I've ready this with interest as one side of the family is very WC and the other very MC but over time the incomes/money have evened out, even to the point where many of the WC side have far more money, and yet the WC families still have far less opportunity.
My honest opinion is it starts being money and that creates an outlook/culture/thoughts towards opportunity that means WC people on the whole, even when money isn't as big a factor as it used to be, don't have the time or mental reserves in the same way to do new things, nor do they have the confidence as it is more likely to be out of their comfort zone. If you consistently don't do new things and don't go out a lot to new places, it can seem bigger/more anxiety provoking. This takes place in many forms - bright children going to local comp despite teachers making it clear they could get into the top selective schools, enough money for new holidays and far flung places yet going to the same type, or even place, each year. And then smaller things like weekends being for cleaning, food shop and watching programmes, despite there being the time or funds to do more.
I do think initially it comes down to money (lack of) but that creates norms and a culture that remain for many even when money situations change. I see this so much in my job, within my friends and family and even to myself to some extent. I grew up MC and have a MC education, but due to life circumstances am much more WC in terms of income and options for a variety of personal reasons and as a result I can see even with just one decade of identifying more with WC friends, that I've changed. An afternoon out now feels huge, I'm more likely to want to cancel it, I am very task and home oriented now, I think differently to how I did a decade ago. It's hard to explain but the only friends whose weekends I identify with now are my WC friends. My MC friends who are out doing lovely things, often even free things, I can't relate to at all. I no longer have the confidence or time resources - there is no option of any paid help. And it just feels huge to give up a day when I could get tasks done, for leisure. Remember years ago (for centuries) leisure was only for MC and UC. It was not an option for those in the working class culture.
Take older relatives, the ones on WC side will tell me this week they've done the food shop, gone to Dr's, and what they've cleaned, and what family they've seen. A rare week there will be a treat, usually something someone else arranged. MC older relatives who have no more money will talk about which NT property they visited, lovely walks they've taken, coffee shops they've been to with friends, new cities they went to or re-visited on a day out. Why? They are culturally brought up to have leisure and have the confidence to do different things without the anxiety of feeling they need to focus on tasks.
Interestingly my line manager and I were speaking about this yesterday.
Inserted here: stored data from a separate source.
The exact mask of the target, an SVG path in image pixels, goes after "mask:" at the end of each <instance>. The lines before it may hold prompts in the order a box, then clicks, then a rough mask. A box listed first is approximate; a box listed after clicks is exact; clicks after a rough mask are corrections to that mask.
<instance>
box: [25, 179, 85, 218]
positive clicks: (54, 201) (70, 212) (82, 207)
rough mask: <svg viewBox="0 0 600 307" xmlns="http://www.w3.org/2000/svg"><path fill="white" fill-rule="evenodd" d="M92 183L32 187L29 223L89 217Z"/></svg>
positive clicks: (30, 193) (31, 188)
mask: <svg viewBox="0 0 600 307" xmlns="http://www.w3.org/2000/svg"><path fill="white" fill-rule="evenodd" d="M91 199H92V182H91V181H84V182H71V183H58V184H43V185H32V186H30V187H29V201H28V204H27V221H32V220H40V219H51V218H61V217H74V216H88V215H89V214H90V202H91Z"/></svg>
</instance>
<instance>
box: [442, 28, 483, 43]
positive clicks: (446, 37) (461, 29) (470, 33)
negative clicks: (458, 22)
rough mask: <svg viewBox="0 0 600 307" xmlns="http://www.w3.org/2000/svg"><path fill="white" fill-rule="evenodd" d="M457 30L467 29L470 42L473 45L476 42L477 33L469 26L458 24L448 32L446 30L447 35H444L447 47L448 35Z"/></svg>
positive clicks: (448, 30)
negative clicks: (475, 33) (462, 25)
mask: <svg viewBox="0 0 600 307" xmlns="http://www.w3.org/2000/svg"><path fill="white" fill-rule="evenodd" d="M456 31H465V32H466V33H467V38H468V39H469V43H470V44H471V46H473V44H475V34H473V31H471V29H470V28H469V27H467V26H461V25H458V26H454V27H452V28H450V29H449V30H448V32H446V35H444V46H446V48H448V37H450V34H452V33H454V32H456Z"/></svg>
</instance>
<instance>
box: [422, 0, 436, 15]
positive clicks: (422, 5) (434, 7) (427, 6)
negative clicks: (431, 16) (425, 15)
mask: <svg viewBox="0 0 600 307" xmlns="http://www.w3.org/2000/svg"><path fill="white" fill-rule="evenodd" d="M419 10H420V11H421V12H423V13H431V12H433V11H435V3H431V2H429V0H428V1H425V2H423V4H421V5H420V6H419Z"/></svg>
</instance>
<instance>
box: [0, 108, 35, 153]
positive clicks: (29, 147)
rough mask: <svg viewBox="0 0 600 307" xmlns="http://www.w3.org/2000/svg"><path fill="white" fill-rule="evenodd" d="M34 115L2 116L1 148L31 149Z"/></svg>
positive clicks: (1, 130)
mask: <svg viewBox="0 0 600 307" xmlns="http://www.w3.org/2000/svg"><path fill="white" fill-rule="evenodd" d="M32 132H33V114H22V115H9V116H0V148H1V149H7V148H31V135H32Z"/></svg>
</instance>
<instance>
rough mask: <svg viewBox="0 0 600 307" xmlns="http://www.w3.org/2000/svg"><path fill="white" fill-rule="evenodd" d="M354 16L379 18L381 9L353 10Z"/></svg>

Her weekends are full of fun and they do things I can't imagine having time for. This past week they made something like 50 cakes for a charity event, all went trampolining, went to a gorgeous stately home for lunch etc. We have the same number of dc (3), hers are involved in very serious sport (national teams, could be headed to Olympics down the road) and I asked how on earth they manage it all, that my weekends involve each of the 3 dc doing one activity (and even that is super stressful for me and takes me away from tasks), food shop and cleaning. She is one of those people who checks her privilege and admits it (rare imho) and she said "Ruby, you have to understand how different our lives are because I have money. I have a cleaner every M/W/F who does everything - laundry, changing bedding, vacuuming, sweeping, ironing, washing floors, even picking up the dog poo in the back yard and running errands. Some weeks she even does the shop. I don't have to think of anything to do with the house it's all done. Monday she would even wash all the cake pans if I couldn't bare it, but I made myself and dh do it as it didn't feel right. If something goes wrong we bring in help immediately or just replace it, we have two tumble dryers and if one is slow or not working properly out it goes. We have so much more free time because we can pay. And when kids were little we always had an au pair, it's why I was able to get to the gym within weeks of giving birth. When people would comment on how good I looked, it really was a reflection on the money we had to make me look good".
The other area you really see this (and I was a lecturer for many years prior to this past decade of things being harder) is University choices. On the whole and there are many exceptions, when WC kids get to Uni they stay close to home, even if there are the funds, it is their parents who are more often dubious about the whole thing. The middle class and upper class kids are far more likely to go far from home. I lectured at a good Uni and some of our brightest students were from working class backgrounds, by far. They never thought to apply to top Uni's, were never encouraged to, and when we discuss where they could go for masters they were adamant they couldn't go to the top 10 and were perfectly fine at the local one. Many of my MC kids didn't have the grades to get into top Uni's but felt they would. It always was a point of interest for us as lecturers and registrars.